The only good thing to come out of this whole mess was that, for reasons of his own, Sawyer had decided to shape up just when English really needed him. But then, that was the way of it with the marines of Redhorse.
* * *
“One more time, girls,” said Sawyer to the jump-ready troops in the free-falling APC li
t with strobing red light. “Our orders say we take prisoners, if possible, remember. That’s what the ‘game bags’ ”—the sergeant bared his teeth—“and the tape is for. But them orders also say don’t lose none of these goodies, which includes the suits we’re wearin’. So we ain’t takin’ any casualties, neither.”
There was a general mutter from the marines in the ready bay, too subdued for English’s liking.
“So what it cuts to,” Sawyer continued in a voice that bounced around like sliding gravel in the APC’s belly full of bare-headed marines, “is we don’t leave nothin’ behind—not a scanner, not an ELVIS pack, not a Weasel with a breath o’ life in ’im and sure as shit none of these APOT rifles.” Sawyer glanced at the A-potential weapon in his hand with all the affection he’d have showed an Eirish python. “Now let’s go over this e-quipment one more time. E-L-V-I-S stands fer electromagnetic vectored integrated scalar, which means it powers the rifle you’re holding. Lose the pack, this multibuck piece of hardware’s good maybe for a bayonet or a club. Your suits and gloves, once they’re sealed to the suit, are part of the weapons system: they feed the energy from the pack into the rifle. Keep the rifle in contact ...”
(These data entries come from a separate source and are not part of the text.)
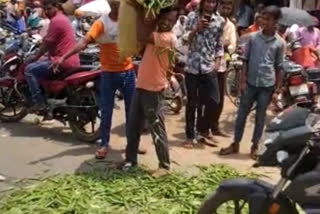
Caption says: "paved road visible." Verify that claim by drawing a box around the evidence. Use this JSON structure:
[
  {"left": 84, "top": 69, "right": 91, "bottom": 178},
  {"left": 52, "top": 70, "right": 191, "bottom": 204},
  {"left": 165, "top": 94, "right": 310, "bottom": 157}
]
[{"left": 0, "top": 99, "right": 278, "bottom": 190}]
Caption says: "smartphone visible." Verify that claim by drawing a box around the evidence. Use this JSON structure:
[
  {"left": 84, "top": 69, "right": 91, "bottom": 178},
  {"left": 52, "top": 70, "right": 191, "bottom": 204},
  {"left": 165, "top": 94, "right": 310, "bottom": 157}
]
[{"left": 203, "top": 15, "right": 211, "bottom": 22}]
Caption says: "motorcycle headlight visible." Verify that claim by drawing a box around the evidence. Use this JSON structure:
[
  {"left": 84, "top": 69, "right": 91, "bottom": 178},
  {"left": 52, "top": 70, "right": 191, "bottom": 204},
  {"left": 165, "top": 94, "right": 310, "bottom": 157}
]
[
  {"left": 277, "top": 151, "right": 289, "bottom": 164},
  {"left": 258, "top": 132, "right": 280, "bottom": 155}
]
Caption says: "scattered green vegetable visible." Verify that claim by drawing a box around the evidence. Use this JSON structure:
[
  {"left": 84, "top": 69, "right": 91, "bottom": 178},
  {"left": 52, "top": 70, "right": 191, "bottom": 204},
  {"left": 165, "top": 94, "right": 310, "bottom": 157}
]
[{"left": 0, "top": 165, "right": 255, "bottom": 214}]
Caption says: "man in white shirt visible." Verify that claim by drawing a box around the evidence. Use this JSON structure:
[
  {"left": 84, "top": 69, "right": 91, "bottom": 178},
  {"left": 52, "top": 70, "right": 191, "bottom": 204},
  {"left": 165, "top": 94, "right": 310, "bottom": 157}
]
[{"left": 211, "top": 0, "right": 237, "bottom": 137}]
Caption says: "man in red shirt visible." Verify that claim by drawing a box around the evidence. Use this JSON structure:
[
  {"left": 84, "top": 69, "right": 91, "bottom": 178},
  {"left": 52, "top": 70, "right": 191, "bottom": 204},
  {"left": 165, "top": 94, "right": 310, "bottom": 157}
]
[{"left": 25, "top": 0, "right": 80, "bottom": 111}]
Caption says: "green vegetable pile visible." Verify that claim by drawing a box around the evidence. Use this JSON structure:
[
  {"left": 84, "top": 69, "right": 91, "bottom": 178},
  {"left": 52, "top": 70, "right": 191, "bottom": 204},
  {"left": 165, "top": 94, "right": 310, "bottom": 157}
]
[
  {"left": 0, "top": 165, "right": 255, "bottom": 214},
  {"left": 136, "top": 0, "right": 177, "bottom": 18}
]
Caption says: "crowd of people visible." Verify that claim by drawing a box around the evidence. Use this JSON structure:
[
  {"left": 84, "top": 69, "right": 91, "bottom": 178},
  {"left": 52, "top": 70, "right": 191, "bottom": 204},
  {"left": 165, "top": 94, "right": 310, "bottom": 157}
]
[{"left": 2, "top": 0, "right": 320, "bottom": 173}]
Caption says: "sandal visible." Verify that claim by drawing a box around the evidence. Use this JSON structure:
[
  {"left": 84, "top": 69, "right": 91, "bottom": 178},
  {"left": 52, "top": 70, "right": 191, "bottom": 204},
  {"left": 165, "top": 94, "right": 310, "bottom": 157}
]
[
  {"left": 250, "top": 145, "right": 258, "bottom": 161},
  {"left": 96, "top": 147, "right": 108, "bottom": 160},
  {"left": 219, "top": 143, "right": 239, "bottom": 155},
  {"left": 183, "top": 139, "right": 196, "bottom": 149}
]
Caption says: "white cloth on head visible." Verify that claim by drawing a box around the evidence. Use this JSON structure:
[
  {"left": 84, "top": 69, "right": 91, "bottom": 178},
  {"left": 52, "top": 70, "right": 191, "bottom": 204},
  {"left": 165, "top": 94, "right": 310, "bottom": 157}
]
[{"left": 76, "top": 0, "right": 111, "bottom": 17}]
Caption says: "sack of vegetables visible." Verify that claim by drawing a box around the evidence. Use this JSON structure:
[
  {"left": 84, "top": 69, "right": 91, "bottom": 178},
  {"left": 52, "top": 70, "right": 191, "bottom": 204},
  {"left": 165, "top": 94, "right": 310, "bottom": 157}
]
[{"left": 119, "top": 0, "right": 177, "bottom": 57}]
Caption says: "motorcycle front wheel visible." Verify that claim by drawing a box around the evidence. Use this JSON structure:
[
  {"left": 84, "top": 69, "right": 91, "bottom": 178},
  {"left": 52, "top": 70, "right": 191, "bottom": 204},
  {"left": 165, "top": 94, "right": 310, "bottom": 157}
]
[
  {"left": 198, "top": 192, "right": 249, "bottom": 214},
  {"left": 69, "top": 88, "right": 100, "bottom": 143},
  {"left": 0, "top": 87, "right": 28, "bottom": 123}
]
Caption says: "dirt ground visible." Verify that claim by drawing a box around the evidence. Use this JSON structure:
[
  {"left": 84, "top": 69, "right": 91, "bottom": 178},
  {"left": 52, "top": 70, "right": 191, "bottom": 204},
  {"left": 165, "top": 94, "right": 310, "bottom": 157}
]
[{"left": 0, "top": 98, "right": 279, "bottom": 191}]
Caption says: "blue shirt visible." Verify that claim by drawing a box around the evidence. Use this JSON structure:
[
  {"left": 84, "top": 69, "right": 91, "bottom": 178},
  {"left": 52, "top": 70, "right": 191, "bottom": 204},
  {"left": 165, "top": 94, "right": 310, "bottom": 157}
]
[{"left": 244, "top": 31, "right": 285, "bottom": 87}]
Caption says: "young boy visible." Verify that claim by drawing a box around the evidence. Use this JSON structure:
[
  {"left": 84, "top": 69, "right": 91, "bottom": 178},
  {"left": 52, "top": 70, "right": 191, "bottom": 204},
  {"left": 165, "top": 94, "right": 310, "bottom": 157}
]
[
  {"left": 122, "top": 8, "right": 178, "bottom": 176},
  {"left": 220, "top": 6, "right": 285, "bottom": 159}
]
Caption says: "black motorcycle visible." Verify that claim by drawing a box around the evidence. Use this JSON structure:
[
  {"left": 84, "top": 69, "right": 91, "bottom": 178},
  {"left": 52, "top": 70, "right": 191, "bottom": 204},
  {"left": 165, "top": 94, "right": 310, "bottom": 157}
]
[{"left": 198, "top": 107, "right": 320, "bottom": 214}]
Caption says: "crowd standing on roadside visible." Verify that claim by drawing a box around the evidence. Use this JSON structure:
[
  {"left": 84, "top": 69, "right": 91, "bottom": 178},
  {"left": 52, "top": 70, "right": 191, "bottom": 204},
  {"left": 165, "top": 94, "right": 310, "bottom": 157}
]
[{"left": 5, "top": 0, "right": 320, "bottom": 174}]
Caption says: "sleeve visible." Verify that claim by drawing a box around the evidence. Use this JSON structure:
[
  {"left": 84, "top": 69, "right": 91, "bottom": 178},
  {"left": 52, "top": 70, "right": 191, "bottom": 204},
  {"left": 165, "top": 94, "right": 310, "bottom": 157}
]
[
  {"left": 215, "top": 21, "right": 225, "bottom": 57},
  {"left": 152, "top": 32, "right": 176, "bottom": 48},
  {"left": 243, "top": 35, "right": 252, "bottom": 61},
  {"left": 182, "top": 12, "right": 196, "bottom": 42},
  {"left": 86, "top": 20, "right": 104, "bottom": 41},
  {"left": 275, "top": 41, "right": 285, "bottom": 69},
  {"left": 44, "top": 21, "right": 63, "bottom": 44},
  {"left": 228, "top": 23, "right": 237, "bottom": 53}
]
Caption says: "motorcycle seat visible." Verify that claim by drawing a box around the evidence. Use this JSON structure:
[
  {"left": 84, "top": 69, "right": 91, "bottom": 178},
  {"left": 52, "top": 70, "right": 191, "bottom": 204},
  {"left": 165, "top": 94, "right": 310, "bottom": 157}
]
[{"left": 54, "top": 66, "right": 96, "bottom": 80}]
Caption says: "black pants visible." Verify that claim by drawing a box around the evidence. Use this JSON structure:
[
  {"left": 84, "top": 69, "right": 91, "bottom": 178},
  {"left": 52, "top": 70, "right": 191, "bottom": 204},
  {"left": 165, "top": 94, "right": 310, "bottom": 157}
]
[
  {"left": 126, "top": 89, "right": 170, "bottom": 169},
  {"left": 186, "top": 72, "right": 220, "bottom": 139},
  {"left": 211, "top": 72, "right": 226, "bottom": 131}
]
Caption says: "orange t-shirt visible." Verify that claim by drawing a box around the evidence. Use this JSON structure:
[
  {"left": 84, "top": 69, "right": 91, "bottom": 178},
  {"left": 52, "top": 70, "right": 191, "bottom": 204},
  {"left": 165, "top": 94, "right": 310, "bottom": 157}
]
[
  {"left": 137, "top": 32, "right": 176, "bottom": 91},
  {"left": 87, "top": 20, "right": 133, "bottom": 72}
]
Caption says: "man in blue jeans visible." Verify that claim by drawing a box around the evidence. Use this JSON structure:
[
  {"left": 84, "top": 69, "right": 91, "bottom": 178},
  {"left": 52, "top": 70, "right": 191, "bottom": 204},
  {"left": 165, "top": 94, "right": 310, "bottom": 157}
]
[
  {"left": 220, "top": 6, "right": 285, "bottom": 159},
  {"left": 56, "top": 0, "right": 145, "bottom": 159}
]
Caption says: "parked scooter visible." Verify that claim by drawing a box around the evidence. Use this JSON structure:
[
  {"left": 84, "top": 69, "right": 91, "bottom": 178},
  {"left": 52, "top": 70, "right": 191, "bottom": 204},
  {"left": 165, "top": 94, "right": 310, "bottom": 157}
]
[
  {"left": 198, "top": 107, "right": 320, "bottom": 214},
  {"left": 274, "top": 61, "right": 318, "bottom": 112},
  {"left": 0, "top": 33, "right": 101, "bottom": 142}
]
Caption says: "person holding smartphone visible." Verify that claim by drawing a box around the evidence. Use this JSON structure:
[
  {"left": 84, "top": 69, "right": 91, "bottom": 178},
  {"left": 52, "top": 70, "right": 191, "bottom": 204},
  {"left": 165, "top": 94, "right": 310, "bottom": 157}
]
[{"left": 184, "top": 0, "right": 225, "bottom": 148}]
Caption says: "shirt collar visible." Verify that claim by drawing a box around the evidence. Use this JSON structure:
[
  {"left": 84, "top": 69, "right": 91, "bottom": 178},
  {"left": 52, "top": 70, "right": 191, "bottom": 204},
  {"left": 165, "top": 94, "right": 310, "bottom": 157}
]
[
  {"left": 196, "top": 10, "right": 220, "bottom": 22},
  {"left": 258, "top": 30, "right": 277, "bottom": 42}
]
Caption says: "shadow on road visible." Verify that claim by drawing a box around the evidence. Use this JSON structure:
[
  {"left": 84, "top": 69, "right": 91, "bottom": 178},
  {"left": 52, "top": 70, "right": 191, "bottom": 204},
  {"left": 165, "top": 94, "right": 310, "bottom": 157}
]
[
  {"left": 1, "top": 121, "right": 79, "bottom": 144},
  {"left": 75, "top": 149, "right": 124, "bottom": 173},
  {"left": 28, "top": 146, "right": 95, "bottom": 165}
]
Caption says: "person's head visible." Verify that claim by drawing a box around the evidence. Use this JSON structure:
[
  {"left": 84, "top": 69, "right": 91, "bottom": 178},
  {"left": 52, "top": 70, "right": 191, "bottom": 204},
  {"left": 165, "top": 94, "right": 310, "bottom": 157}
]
[
  {"left": 256, "top": 2, "right": 265, "bottom": 13},
  {"left": 186, "top": 0, "right": 200, "bottom": 12},
  {"left": 254, "top": 13, "right": 263, "bottom": 27},
  {"left": 179, "top": 15, "right": 187, "bottom": 25},
  {"left": 200, "top": 0, "right": 219, "bottom": 14},
  {"left": 308, "top": 16, "right": 319, "bottom": 31},
  {"left": 261, "top": 5, "right": 282, "bottom": 31},
  {"left": 220, "top": 0, "right": 233, "bottom": 17},
  {"left": 42, "top": 0, "right": 61, "bottom": 19},
  {"left": 179, "top": 7, "right": 187, "bottom": 16},
  {"left": 158, "top": 7, "right": 179, "bottom": 32},
  {"left": 108, "top": 0, "right": 120, "bottom": 20}
]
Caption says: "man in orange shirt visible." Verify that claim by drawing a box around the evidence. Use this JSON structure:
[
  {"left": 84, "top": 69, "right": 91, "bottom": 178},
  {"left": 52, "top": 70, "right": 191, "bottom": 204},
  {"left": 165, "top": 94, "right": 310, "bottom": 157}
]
[
  {"left": 121, "top": 8, "right": 178, "bottom": 175},
  {"left": 57, "top": 0, "right": 136, "bottom": 159}
]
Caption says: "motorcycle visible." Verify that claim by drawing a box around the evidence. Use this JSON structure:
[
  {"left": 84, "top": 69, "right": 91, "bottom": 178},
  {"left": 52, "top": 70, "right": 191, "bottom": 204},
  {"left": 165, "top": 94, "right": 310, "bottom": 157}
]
[
  {"left": 198, "top": 106, "right": 320, "bottom": 214},
  {"left": 164, "top": 73, "right": 186, "bottom": 114},
  {"left": 79, "top": 44, "right": 100, "bottom": 67},
  {"left": 274, "top": 61, "right": 318, "bottom": 112},
  {"left": 0, "top": 36, "right": 101, "bottom": 142}
]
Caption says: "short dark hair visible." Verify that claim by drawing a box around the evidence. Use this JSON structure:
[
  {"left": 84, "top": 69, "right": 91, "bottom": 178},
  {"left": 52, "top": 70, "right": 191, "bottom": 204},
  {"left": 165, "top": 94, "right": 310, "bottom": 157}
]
[
  {"left": 221, "top": 0, "right": 233, "bottom": 5},
  {"left": 199, "top": 0, "right": 220, "bottom": 13},
  {"left": 262, "top": 5, "right": 282, "bottom": 20},
  {"left": 159, "top": 6, "right": 180, "bottom": 18},
  {"left": 42, "top": 0, "right": 61, "bottom": 8}
]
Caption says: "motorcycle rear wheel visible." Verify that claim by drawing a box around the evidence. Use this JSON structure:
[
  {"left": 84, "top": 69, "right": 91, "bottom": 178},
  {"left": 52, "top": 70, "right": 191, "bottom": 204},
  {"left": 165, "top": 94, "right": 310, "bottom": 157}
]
[
  {"left": 198, "top": 192, "right": 249, "bottom": 214},
  {"left": 0, "top": 88, "right": 28, "bottom": 123},
  {"left": 69, "top": 88, "right": 100, "bottom": 143},
  {"left": 169, "top": 96, "right": 183, "bottom": 114}
]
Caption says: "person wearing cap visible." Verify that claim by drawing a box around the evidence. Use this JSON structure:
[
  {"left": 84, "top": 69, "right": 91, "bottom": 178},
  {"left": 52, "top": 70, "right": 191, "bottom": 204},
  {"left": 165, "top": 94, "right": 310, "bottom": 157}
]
[
  {"left": 55, "top": 0, "right": 145, "bottom": 159},
  {"left": 186, "top": 0, "right": 200, "bottom": 12},
  {"left": 297, "top": 17, "right": 320, "bottom": 48}
]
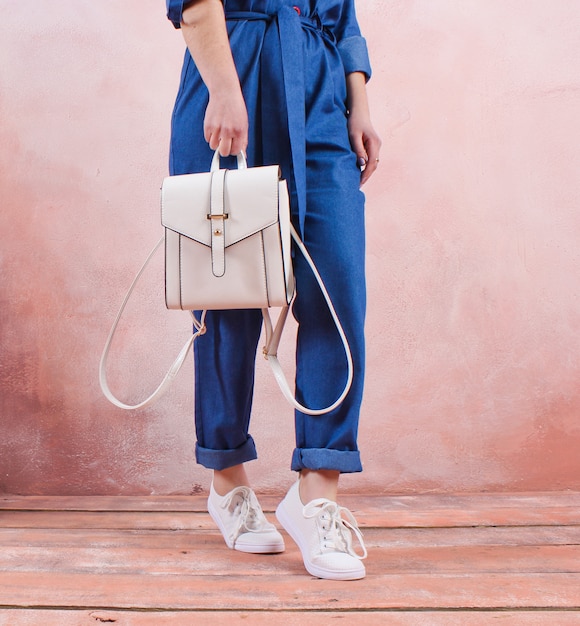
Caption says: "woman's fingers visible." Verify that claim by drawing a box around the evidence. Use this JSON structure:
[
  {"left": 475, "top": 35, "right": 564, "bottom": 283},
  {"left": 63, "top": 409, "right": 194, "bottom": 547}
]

English was worried about that. There was no way to explain the APOT system to the men any better. They didn’t know anything more than they needed to about superconductivity, zero-point potentials, or Aharanov-Bohm effects in currents conducted through composite-metal rings. And all they needed to know was, if you kept the APOT rifle in contact with the suit and pulled the trigger, the gun would kill what you were pointing at, vegetable, animal, or mineral.
English knew a little more, enough to be worried for more than superstition’s sake, enough to guess how come the Observer was making the drop, if not the jump, with them. The APOTs, driven by the forty-pound ELVIS packs and modulated by the “Associate” electronics in the 92nd’s new helmets, punched virtual holes in space-time to get at the unlimited energy under the surface of what English and his men knew as reality.